No. C-205 | Colo. | Aug 8, 1972

MR. JUSTICE DAY

delivered the opinion of the Court.

In this Workman’s Compensation case, the Colorado Court of Appeals affirmed an order of the Industrial Commission which had set aside a decision by the Director of the Division of Labor to reopen a previous award to claimant Wayne and to reduce the compensation. Colorado Department of Agri*260culture v. Wayne, 30 Colo. App. 311, 493 P.2d 683. No appeal had been taken from the previous award, and the petition to the Director to reopen the case was on the ground of mistake.

Certiorari to the Court of Appeals was granted on the grounds,, among others, that the decision involved the interpretation of 1969 Perm. Supp., C.R.S. 1963, 81-14-19, relating to reopening of a Commission award; that involved is a question not heretofore determined by any previous decisions; and that the Court of Appeals did not decide the question of interpretation of the statute.

The claim for compensation initially arose when claimant Wayne, employed by the State Department of Agriculture, sustained an injury to his left eye by reason of an industrial accident. The eye was later enucleated. The Agricultural Department, through its insurer the State Compensation Insurance Fund, admitted liability for the injury. A hearing was held to determine the amount of the permanent partial disability resulting from the enucleation. There was evidence at the hearing that the claimant’s vision in the left eye was greatly and seriously impaired as the result of a childhood injury. Following the hearing, the referee entered an order awarding claimant Wayne permanent partial disability at the maximum rate as scheduled disability under C.R.S. 1963, 81-12-4(l)(gg).

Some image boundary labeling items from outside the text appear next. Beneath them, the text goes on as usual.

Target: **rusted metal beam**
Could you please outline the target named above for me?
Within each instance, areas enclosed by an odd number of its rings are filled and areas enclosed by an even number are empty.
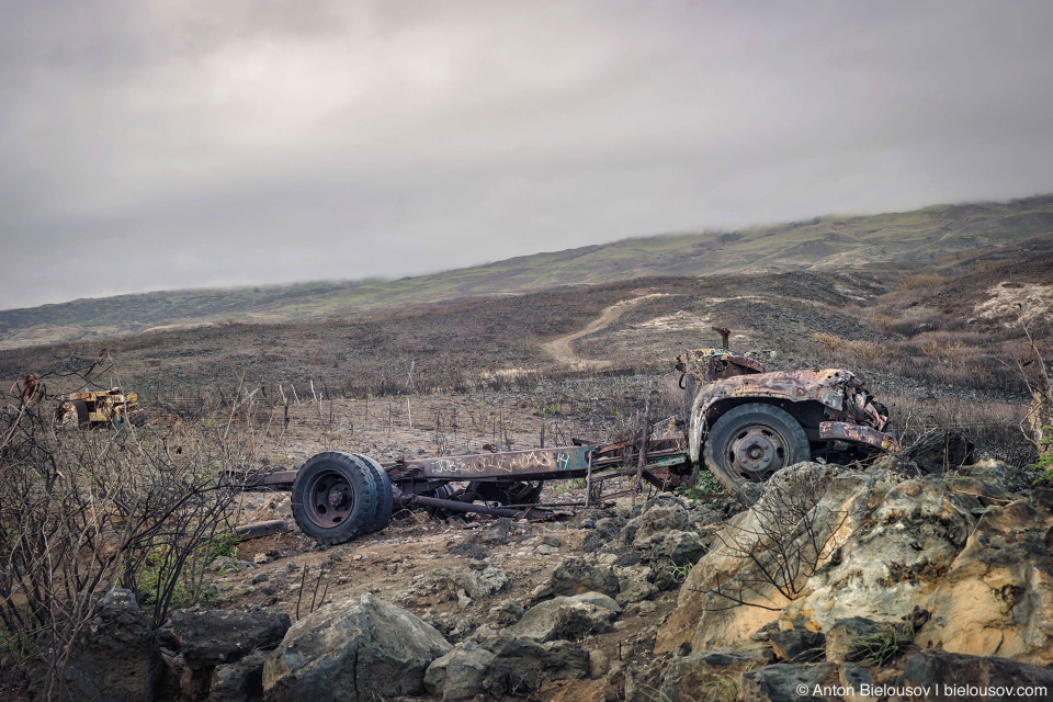
[[[502,509],[500,507],[487,507],[486,505],[475,505],[474,502],[458,502],[457,500],[443,500],[438,497],[424,497],[423,495],[406,495],[399,500],[401,509],[410,506],[438,507],[454,512],[475,512],[477,514],[490,514],[492,517],[522,517],[521,510]]]
[[[502,451],[466,456],[414,458],[388,469],[393,479],[431,478],[474,480],[476,478],[558,478],[585,475],[592,446],[562,446]]]

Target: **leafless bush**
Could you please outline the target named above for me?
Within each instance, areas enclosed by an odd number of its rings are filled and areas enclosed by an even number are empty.
[[[801,593],[847,519],[819,507],[825,478],[822,471],[806,469],[769,483],[741,526],[728,522],[717,533],[724,550],[747,565],[709,590],[727,603],[715,609],[745,604],[778,611],[784,603],[772,595],[793,600]]]
[[[0,415],[0,672],[34,660],[43,697],[63,700],[64,667],[106,592],[136,592],[155,626],[200,599],[205,565],[234,543],[235,491],[218,472],[242,465],[251,441],[238,404],[178,440],[57,428],[54,406],[26,378]]]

No appeal was taken from this order. Later when petition for a lump sum payment was granted by the Commission, the State Fund filed its request to the Director of the Division of Labor to reopen the case on the ground that there had been a mistake by the Commission in failing to apply the apportionment statute, C.R.S. 1963, 81-8-2.

The Director reopened the case, and upon review of the previous order found a pre-existing disability of 100 per cent loss of vision in the claimant’s left eye and held that the apportionment statute should be applied, thus reducing the previous compensation award. To the action of the Director, the claimant filed a petition for review before the Commission. The Commission then entered an order reversing the Director, finding that his order was not supported by the *261record and ordering reinstatement of the original award.

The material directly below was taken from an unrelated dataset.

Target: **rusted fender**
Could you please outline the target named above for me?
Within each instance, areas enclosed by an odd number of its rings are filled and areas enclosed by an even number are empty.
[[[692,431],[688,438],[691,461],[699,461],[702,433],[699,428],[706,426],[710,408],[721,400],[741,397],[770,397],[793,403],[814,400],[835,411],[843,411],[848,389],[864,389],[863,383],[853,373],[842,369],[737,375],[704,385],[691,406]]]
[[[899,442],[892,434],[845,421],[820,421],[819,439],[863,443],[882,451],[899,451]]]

Prior to the 1969 amendment, Section 81-14-19 provided that the Industrial Commission could on its own motion on the ground of error, mistake, or change in condition reopen a compensation case. By the 1969 amendment, which restructured the Division of Labor and created the position of Director of the Division of Labor, the Director was substituted for the Commission as the one to make the initial determination whether a case should be reopened. Added to the section was a provision that any such order made by the Director shall be subject to review by the Commission.

Error in this court is predicated on the ground that the decision of the Court of Appeals overlooked the provisions of Section 81-14-19 as amended. It is. contended that the amended section grants to the Director, and not to the Commission, the discretion to grant or deny a reopening of a compensation claim, and that Commission action is limited to review of the Director’s order. Thus, it is argued by the Fund, that the order of the Director cannot be set aside by the Commission except on a finding of abuse of discretion or by reason of fraud. We are urged also to apply to the Commission’s review procedure the rule that if the record supports the Director’s decision the Commission, as a reviewing body, is bound thereby and cannot substitute its judgment for that of the Director. As previously stated, the Court of Appeals made no determination of this question, and merely held that the Commission had discretion to refuse to reopen the case and that such refusal did not amount to an abuse of discretion, citing Industrial Commission v. Cutshall, 164 Colo. 240, 433 P.2d 765.

We do not agree with the contention of the Fund presented to us on this appeal. Although the amendment to Section 81-14-19 does give to the Director, in the first instance, the discretion to grant or deny a petition to reopen the case, none of the powers previously vested in the Commission were taken away by the amendment. The section referred to grants to the Commission the right to review, and we must of necessity turn to Section 81-14-6 to *262determine the nature and extent of the Commission’s powers in granting review. In that section we find the Commission

“* * * shall review the entire record transmitted by the director in said case, and, in its discretion, may hold further hearings and receive further evidence, and shall make its findings of fact and enter its award thereon. The award of the commission shall be final unless a petition to review same shall be filed in court by a party in interest.”

By the section, the Commission is not limited merely to review of the Director’s order, but may on the record make findings of its own and enter an award thereon.

The determination by the Court of Appeals that this action of the Commission was within its discretion and that there was no showing of abuse thereof is affirmed.

The cause is remanded to the Court of Appeals for the remand to the Industrial Commission for payment of the lump sum as previously determined.

MR. JUSTICE ERICKSON not participating.